A cave leading to an unimaginable subterranean world beneath Antarctica has been revealed by Ukrainian explores.
The 24th Ukrainian expedition members to Antarctica have managed to trace down a cave that had long been lost. The subterranean formation is three times larger than previously thought and features several lakes and a river, as reported on September 10 by the press service of the Ministry of Education and Science of Ukraine.
The subterranean world is found inside the Cave of a remote place, the Island of Galindez. The Cave was actually found long ago when the first Antarctic expeditions took place. Through time, experts lost track of the Cave, and it was forgotten. The Ukrainian expedition has revealed that the Antarctic cave was actually three times larger than previously thought.
A Lost Subterranean World
The entrance at the time was on the opposite side of the island and under the top of a glacier near the Vernadsky Research Base. However, the glacier collapsed, and the entrance was sealed.
The chief of the 24th Antarctic expedition, Igor Diki, explained that it took quite some time to find the Cave entrance again.
“There were several failed attempts to find it from the side of the Penola Strait. But we were lucky to find the entrance from the side of the Wordie House, the former British base,” he revealed in a statement.
This fascinating subterranean world has three levels with a total width of around 200 meters. Inside the Cave, there is an ice river and two lakes; the explorers have revealed that the Cave is at least three times bigger than initially thought.
In addition to that, the researchers claim to have discovered the plume of a bird that they say is definitely not that of a penguin.
This unexpected find was recovered and set to Ukraine for further testing.

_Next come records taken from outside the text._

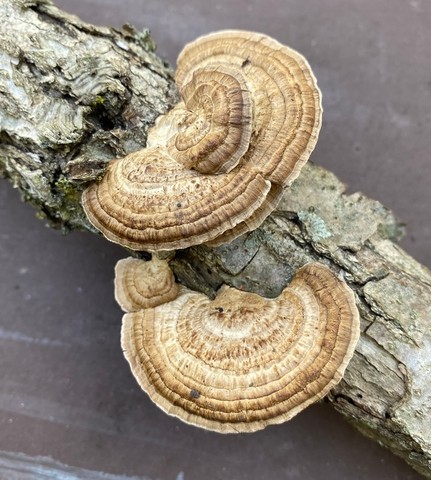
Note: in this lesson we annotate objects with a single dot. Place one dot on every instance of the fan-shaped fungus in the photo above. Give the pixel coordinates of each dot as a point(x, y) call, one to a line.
point(241, 362)
point(216, 164)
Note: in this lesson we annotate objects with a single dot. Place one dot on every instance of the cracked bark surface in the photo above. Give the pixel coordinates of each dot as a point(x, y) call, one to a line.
point(73, 96)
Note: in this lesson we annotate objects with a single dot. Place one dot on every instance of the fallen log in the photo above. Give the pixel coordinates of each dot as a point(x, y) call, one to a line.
point(73, 96)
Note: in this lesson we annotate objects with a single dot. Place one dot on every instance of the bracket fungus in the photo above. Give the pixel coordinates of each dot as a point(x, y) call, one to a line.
point(241, 362)
point(216, 165)
point(141, 284)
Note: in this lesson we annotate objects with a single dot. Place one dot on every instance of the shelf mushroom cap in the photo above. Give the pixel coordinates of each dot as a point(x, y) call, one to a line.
point(143, 284)
point(147, 201)
point(286, 99)
point(241, 362)
point(216, 165)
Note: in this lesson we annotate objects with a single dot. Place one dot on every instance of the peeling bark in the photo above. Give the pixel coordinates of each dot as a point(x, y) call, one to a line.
point(73, 96)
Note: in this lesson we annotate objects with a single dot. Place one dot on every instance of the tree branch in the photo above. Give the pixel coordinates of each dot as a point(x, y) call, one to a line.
point(73, 96)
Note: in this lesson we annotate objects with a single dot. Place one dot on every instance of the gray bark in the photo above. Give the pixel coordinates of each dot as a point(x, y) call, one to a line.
point(73, 96)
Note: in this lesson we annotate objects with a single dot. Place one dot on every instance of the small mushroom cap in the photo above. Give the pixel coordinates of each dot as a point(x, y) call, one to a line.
point(143, 284)
point(148, 201)
point(241, 362)
point(216, 165)
point(287, 102)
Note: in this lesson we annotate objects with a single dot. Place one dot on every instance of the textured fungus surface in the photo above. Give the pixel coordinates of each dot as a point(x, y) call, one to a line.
point(147, 200)
point(215, 165)
point(140, 284)
point(241, 362)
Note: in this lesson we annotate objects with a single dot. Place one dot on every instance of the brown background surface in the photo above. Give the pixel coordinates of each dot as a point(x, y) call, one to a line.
point(65, 390)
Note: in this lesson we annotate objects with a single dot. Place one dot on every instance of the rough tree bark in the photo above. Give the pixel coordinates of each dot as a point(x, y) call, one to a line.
point(73, 96)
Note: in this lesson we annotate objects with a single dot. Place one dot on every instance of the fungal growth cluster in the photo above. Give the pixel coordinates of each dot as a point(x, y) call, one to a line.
point(214, 168)
point(216, 165)
point(239, 362)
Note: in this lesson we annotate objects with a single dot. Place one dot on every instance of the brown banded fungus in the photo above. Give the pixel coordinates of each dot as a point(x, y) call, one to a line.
point(216, 165)
point(140, 284)
point(241, 362)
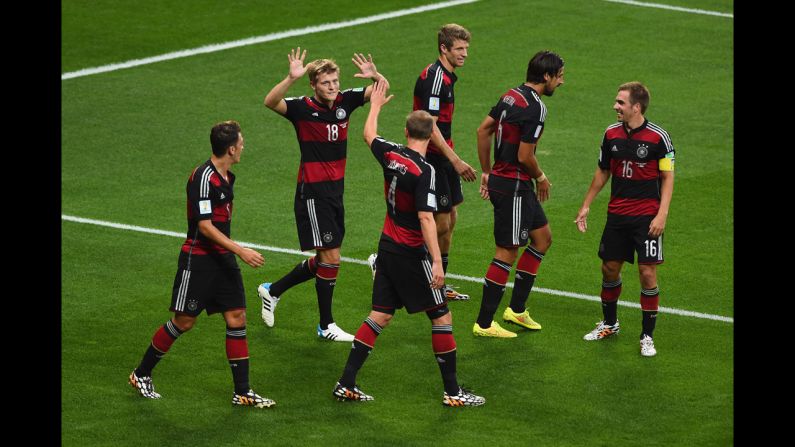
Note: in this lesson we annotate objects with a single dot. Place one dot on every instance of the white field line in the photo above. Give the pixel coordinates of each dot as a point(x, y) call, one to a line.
point(119, 226)
point(673, 8)
point(260, 39)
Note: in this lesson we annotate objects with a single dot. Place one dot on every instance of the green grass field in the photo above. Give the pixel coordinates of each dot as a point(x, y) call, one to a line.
point(131, 137)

Researchers also took water samples from the frozen river and lake for hydrochemical analysis and further studies on the presence of viruses and bacteria and their environmental DNA. The statement revealed that the ice samples would be stored for further research in Ukrainian laboratories.
The Vernadsky Research Base has been operating since 1996 and was founded in 1953 on Galindez’s island by British researchers, who initially named the station Faraday.
Galindez Island owes its name to the ARA Uruguay corvette commander of the Argentine Navy, Captain Ismael Galíndez.
The ship rescued the explorers from the third French Antarctic expedition that discovered the islet in the early twentieth century.
The Vernadsky Research base was named after Russian and Ukrainian mineralogist Vladimir Vernadsky (1863–1945), the first president of the National Academy of Sciences of Ukraine.